Ist das Nervensystem überreizt, bestimmen Konzentrationsschwäche, Schlafstörungen, Zaghaftigkeit und Ängstlichkeit den Geist. Verstopfung, Blähungen, kalte Hände und Füße sind die Folge. Dann hat die Bioenergie Vata ihr Gleichgewicht verloren. Hier kann wärmende Nahrung Agni anregen, die Körpertemperatur balancieren und unseren Geist mit neuem Mut beflügeln.
Das Feuer regulieren lernen
Agni, das Feuerprinzip auf körperlicher Ebene, steht in enger Beziehung zu unserer geistigen Beschaffenheit. Das geistige Feuer wird den Gunas, den drei geistigen Qualitäten zugeordnet: Es wird Rajas genannt und bedeutet Aktivität, Unruhe und dynamische Bewegung. Es verursacht Gefühl und Emotion. Es ist die aktive Kraft, die allen Bewegungen unseres Willens, der Sinnesorgane Ohren, Haut, Augen, Zunge und Nase als auch der motorischen Organe Mund, Hände, Füße, Fortpflanzungs-und Ausscheidungsorgane zugrunde liegt. Brennt es zu stark, entstehen Emotionen wie Wut, Hass, Aggression, Neid, Ehrgeiz und ungesunde Konkurrenz, die durch ihren zerstörerischen Charakter tiefe Verletzungen und Verwüstung auf physischer, psychischer oder materieller Ebene anrichten können.
Während Pitta die transformierende Kraft symbolisiert, die zwischen den Bioenergien Vata und Kapha agiert, steht Rajas für die Kraft der Wandlung zwischen den beiden anderen geistigen Qualitäten: dem Sattva – dem Prinzip der Stabilität, Reinheit, Wachsamkeit, Essenz, Gefühl und Emotionen in Ruhe und Ausgeglichenheit, und dem Tamas – dem Prinzip der Trägheit, Passivität, Dunkelheit, Unwissenheit, Schwere und Dunkelheit.

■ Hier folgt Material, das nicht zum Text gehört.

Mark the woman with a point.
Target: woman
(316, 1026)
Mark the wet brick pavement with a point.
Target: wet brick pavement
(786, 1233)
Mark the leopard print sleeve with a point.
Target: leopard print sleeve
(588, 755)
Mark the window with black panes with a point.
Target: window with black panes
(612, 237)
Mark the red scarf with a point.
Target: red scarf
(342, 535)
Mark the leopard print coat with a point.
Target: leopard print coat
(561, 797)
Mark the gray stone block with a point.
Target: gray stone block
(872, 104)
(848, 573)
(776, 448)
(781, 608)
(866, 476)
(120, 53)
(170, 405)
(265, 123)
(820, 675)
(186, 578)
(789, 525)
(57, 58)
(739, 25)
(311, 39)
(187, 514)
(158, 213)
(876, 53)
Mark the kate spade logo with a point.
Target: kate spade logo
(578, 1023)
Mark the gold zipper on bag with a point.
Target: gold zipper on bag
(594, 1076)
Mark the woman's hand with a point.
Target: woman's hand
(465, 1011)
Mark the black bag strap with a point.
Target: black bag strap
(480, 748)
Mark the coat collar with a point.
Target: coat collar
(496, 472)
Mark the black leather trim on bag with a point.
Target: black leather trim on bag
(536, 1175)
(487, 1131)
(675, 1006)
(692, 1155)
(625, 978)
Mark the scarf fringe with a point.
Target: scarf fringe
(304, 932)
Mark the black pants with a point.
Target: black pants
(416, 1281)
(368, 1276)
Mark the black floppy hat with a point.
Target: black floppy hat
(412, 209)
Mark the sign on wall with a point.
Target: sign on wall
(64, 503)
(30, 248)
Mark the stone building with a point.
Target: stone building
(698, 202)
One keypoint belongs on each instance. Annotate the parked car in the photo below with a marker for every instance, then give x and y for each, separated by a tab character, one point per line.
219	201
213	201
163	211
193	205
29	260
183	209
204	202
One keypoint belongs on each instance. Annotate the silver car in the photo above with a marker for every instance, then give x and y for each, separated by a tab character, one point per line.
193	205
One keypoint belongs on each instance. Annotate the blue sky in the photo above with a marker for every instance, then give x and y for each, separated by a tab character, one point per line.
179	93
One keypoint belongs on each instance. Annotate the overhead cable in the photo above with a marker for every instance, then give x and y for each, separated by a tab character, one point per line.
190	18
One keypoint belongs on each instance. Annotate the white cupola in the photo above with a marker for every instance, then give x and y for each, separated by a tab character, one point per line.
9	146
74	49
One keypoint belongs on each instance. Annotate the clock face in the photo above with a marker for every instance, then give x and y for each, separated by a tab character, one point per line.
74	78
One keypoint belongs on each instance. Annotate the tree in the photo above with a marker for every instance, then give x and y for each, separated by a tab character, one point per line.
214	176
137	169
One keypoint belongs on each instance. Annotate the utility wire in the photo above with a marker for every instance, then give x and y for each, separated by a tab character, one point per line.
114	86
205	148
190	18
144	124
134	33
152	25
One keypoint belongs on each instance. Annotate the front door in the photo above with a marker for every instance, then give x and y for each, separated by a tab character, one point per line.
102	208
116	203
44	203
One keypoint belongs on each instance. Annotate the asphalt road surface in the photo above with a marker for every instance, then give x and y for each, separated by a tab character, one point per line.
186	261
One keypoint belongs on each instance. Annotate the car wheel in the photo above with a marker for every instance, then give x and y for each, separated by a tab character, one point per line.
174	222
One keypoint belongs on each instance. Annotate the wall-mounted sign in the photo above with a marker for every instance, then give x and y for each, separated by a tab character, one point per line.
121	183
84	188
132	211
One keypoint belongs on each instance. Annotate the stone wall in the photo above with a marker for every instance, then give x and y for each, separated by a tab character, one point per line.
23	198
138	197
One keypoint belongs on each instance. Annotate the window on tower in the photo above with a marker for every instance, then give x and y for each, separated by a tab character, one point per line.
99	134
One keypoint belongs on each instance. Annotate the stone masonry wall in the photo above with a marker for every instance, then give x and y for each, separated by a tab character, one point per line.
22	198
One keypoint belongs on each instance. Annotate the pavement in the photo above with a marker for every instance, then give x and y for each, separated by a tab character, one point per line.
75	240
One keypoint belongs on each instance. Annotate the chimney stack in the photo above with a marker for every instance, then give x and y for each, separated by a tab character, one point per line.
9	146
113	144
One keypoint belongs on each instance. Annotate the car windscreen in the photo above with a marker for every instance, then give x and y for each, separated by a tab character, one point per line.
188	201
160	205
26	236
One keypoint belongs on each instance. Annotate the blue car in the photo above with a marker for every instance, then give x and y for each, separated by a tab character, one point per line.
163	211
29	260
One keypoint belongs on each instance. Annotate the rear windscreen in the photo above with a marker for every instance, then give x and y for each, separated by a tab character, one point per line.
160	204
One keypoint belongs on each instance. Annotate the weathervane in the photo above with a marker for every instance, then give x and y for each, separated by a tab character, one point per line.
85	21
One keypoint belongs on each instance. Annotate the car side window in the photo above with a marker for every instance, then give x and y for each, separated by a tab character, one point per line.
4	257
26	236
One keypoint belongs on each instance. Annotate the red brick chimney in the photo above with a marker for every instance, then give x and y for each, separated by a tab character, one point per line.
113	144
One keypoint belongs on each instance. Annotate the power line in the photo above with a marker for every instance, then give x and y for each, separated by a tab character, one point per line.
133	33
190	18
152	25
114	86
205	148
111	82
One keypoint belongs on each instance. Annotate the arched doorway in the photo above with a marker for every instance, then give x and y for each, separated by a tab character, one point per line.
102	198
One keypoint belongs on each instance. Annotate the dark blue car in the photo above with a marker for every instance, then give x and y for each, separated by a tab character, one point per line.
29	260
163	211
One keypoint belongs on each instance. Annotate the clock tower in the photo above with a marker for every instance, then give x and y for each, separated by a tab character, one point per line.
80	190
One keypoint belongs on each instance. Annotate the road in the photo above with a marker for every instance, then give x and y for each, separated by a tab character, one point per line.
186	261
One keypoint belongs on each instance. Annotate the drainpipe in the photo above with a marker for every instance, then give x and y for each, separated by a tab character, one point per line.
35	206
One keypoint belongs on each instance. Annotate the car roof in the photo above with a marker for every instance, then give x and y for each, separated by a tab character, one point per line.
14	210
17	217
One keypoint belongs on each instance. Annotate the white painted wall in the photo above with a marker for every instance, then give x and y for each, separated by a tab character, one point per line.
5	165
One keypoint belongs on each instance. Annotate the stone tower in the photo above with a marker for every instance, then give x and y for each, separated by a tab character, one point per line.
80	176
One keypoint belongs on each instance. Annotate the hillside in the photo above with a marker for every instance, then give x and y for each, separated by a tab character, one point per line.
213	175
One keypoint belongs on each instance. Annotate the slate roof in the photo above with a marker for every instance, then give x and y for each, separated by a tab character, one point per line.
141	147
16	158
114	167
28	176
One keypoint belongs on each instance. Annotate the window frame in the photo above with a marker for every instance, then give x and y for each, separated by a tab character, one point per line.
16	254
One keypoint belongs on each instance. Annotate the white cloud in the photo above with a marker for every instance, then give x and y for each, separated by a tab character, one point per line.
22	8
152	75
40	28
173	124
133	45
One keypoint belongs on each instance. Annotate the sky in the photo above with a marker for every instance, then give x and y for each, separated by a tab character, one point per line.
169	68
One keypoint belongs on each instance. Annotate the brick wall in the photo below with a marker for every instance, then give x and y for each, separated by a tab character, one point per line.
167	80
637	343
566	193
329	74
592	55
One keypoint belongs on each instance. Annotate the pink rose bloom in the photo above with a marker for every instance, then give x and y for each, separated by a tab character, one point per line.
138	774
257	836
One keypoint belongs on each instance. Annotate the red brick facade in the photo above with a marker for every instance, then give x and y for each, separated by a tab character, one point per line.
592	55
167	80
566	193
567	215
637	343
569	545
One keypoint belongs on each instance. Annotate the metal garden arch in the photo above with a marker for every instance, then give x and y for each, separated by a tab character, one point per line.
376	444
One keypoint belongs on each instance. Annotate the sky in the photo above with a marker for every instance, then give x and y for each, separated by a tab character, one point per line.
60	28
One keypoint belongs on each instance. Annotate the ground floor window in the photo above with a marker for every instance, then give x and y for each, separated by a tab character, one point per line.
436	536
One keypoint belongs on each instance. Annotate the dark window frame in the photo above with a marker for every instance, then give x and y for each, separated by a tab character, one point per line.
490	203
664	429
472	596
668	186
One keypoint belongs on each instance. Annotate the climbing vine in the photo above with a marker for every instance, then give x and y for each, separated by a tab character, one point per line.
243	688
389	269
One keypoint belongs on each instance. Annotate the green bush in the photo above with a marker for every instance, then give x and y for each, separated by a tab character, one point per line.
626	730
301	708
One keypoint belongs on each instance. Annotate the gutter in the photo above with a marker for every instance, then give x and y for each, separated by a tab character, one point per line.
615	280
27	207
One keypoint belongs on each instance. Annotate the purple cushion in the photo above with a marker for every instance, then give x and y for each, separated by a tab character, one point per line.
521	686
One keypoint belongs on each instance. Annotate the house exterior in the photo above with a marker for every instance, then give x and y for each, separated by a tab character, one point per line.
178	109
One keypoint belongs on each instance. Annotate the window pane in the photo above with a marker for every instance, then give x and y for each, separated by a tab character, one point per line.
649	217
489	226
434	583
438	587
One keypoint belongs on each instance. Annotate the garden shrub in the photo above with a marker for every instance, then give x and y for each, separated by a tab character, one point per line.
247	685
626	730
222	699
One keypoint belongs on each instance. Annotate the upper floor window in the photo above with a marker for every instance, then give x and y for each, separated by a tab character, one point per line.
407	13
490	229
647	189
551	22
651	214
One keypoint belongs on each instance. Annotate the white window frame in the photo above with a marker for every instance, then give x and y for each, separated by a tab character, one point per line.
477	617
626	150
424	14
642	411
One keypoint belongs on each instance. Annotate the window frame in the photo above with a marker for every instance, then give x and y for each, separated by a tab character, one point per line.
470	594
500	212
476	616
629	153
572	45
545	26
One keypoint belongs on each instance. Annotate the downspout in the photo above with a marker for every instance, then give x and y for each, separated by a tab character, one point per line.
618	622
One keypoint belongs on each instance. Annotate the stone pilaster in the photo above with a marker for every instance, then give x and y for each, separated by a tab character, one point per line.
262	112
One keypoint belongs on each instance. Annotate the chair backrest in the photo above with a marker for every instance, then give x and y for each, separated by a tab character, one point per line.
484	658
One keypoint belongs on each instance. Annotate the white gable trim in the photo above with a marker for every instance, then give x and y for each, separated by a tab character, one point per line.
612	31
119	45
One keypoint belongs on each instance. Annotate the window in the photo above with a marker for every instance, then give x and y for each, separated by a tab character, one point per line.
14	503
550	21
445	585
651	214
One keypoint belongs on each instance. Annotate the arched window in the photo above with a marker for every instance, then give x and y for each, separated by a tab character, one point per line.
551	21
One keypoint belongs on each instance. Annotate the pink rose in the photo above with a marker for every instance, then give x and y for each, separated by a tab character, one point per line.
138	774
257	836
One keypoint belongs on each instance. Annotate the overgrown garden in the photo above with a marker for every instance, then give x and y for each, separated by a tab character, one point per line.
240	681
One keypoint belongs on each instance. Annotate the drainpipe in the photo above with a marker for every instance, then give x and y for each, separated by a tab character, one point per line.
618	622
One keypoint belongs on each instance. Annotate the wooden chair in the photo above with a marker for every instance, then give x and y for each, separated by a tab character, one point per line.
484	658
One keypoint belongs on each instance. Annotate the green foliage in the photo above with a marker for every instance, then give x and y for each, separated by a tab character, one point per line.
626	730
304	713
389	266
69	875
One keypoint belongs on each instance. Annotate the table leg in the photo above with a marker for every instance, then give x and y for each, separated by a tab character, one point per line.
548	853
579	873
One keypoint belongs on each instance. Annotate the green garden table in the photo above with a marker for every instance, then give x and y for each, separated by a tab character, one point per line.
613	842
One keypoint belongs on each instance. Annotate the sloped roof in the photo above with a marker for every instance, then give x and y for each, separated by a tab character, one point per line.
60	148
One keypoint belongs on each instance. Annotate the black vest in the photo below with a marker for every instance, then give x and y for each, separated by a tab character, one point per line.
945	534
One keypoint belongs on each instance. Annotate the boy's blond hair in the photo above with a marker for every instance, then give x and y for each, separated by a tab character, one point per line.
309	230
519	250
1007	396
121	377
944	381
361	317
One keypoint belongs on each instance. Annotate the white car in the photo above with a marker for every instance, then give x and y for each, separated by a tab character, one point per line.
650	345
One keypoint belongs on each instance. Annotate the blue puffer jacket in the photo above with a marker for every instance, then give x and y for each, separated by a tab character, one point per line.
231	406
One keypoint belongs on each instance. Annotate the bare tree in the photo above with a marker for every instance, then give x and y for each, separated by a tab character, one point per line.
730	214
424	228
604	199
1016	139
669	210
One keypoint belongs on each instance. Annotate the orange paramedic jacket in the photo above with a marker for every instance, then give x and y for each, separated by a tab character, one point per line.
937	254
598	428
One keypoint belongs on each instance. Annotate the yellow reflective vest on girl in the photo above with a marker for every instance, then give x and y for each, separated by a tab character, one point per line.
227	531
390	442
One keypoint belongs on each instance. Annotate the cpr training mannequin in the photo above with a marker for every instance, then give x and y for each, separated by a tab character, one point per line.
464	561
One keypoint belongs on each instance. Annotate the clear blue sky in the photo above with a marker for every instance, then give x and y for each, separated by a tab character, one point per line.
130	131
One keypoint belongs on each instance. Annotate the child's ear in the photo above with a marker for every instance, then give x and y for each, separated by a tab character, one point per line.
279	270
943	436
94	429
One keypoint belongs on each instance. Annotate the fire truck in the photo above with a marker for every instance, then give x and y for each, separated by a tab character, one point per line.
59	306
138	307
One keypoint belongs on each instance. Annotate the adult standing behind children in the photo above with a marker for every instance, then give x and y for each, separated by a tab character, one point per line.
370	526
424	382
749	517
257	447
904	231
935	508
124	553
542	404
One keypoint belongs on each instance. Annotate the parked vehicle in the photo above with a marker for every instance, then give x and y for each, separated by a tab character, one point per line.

Das geistige Feuer wird den Gunas, den drei geistigen Qualitäten, zugeordnet.
Diese drei Gunas agieren in einer dynamischen Wechselwirkung, sie stehen für die Höhen und Tiefen, durch die das Leben führt. Sie sind miteinander verwoben und beeinflussen einander. Rajas steuert das Zusammenspiel der Gunas, es bewegt in Richtung Sattva oder Tamas und treibt den Menschen in seiner Entwicklung voran: Was uns bewusster macht, ist für uns Sattva. Was unser Bewusstsein trübt, ist Tamas. Sattva fördern bedeutet, den Zustand des Gleichgewichts und der Heilung zu bewirken und spirituelles Wachstum zu unterstützen.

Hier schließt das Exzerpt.